More realistically, the participant might choose music for which no 24-bit recording exists.
It's very important to control for every variable. It's actually not possible to gather info about what headphones the listener is wearing. Even if it was, it wouldn't be possible to know whether they're doing the experiment in a quiet room, or whether there's a traffic jam just outside their apartment window, or whether their dog is barking during the test. Stuff like that.
Crowdsourcing this is an incredibly cool idea, but it'd just be so easy to believe you've performed a reliable test even though some variable undermined it.
I forgot another variable: Whether the music was recorded at 16-bit resolution.
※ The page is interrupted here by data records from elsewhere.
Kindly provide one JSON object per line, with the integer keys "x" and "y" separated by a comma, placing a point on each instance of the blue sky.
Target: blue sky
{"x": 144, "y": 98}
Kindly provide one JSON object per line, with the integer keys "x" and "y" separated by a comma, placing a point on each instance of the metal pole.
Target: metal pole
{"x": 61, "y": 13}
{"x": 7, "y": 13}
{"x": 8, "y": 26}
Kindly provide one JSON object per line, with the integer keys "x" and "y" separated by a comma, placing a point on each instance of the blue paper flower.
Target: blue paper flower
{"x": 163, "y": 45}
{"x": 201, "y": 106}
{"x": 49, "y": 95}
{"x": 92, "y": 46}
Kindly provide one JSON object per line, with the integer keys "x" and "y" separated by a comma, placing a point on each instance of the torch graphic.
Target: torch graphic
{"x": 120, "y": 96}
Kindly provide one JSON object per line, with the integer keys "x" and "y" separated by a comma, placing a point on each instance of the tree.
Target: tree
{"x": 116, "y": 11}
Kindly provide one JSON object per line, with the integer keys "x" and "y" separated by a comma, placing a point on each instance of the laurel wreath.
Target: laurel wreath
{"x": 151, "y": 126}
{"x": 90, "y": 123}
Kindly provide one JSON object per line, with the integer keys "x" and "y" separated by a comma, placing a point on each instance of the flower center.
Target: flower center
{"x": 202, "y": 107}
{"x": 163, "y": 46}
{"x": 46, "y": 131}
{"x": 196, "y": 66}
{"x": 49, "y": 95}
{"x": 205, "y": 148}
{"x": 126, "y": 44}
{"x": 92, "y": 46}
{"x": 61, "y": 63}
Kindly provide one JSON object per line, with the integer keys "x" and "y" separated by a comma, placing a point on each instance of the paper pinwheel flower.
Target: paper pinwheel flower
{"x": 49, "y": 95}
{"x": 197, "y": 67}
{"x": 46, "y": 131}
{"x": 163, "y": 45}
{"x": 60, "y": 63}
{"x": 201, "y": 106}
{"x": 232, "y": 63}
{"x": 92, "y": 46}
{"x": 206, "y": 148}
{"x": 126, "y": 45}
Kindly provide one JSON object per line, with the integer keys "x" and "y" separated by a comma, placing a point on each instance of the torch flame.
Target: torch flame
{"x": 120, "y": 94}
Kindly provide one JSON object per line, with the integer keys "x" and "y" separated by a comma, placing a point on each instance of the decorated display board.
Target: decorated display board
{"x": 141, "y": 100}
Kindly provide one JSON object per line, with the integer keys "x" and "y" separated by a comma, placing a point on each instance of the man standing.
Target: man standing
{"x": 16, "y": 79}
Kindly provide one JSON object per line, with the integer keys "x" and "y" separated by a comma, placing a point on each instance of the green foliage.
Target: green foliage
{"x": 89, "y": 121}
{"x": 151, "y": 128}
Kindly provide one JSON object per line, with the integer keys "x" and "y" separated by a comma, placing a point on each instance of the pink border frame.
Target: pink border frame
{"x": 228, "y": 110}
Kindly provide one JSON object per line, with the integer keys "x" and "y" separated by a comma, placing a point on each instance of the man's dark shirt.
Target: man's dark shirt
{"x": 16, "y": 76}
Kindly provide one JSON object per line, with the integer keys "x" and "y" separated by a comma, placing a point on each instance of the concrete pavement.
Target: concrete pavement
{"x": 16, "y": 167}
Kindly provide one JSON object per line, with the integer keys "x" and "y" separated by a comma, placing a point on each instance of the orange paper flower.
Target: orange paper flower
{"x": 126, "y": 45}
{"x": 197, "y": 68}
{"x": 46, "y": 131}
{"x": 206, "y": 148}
Most musicians use 24-bit, but it's easy to imagine that some of their samples might've been quantized to 16-bit without them realizing it.
It's very important to control for every variable.
It's not, actually. Say you have 10,000 listeners and you randomly assign each one to 16-bit vs 24-bit listening. You have enough listeners that any differences between the groups are due to chance and will very close to even out. Now, if you find people are unable to distinguish between 16-bit and 24-bit you might want to try the test again with more control over the environment, but if you find a substantial difference in a large blind randomized test that's a real finding.
More realistically, the participant might choose music for which no 24-bit recording exists.
Well, obviously we'd need to have a limited set of music selections for which we have 24-bit recordings.
As you suggest, I expect the biggest impact on playback fidelity is going to be other factors like the noise in the system (likely a PC) and such.
But the flip side of it is that's also a good real world test. If the only time you can tell a difference is to be in an acoustically dead room with top end equipment, then the higher sample rate really isn't worth it.
But the flip side of it is that's also a good real world test. If the only time you can tell a difference is to be in an acoustically dead room with top end equipment, then the higher sample rate really isn't worth it
Hey, that's a great point! Hadn't considered that.
Proving "most people can't tell the difference between 24-bit and 16-bit in real-world settings" is less compelling than proving "no one can ever tell the difference," but it's still very relevant.
More realistically, the participant might choose music for which no 24-bit recording exists.
It's very important to control for every variable. It's actually not possible to gather info about what headphones the listener is wearing. Even if it was, it wouldn't be possible to know whether they're doing the experiment in a quiet room, or whether there's a traffic jam just outside their apartment window, or whether their dog is barking during the test. Stuff like that.
Crowdsourcing this is an incredibly cool idea, but it'd just be so easy to believe you've performed a reliable test even though some variable undermined it.
I forgot another variable: Whether the music was recorded at 16-bit resolution. Most musicians use 24-bit, but it's easy to imagine that some of their samples might've been quantized to 16-bit without them realizing it.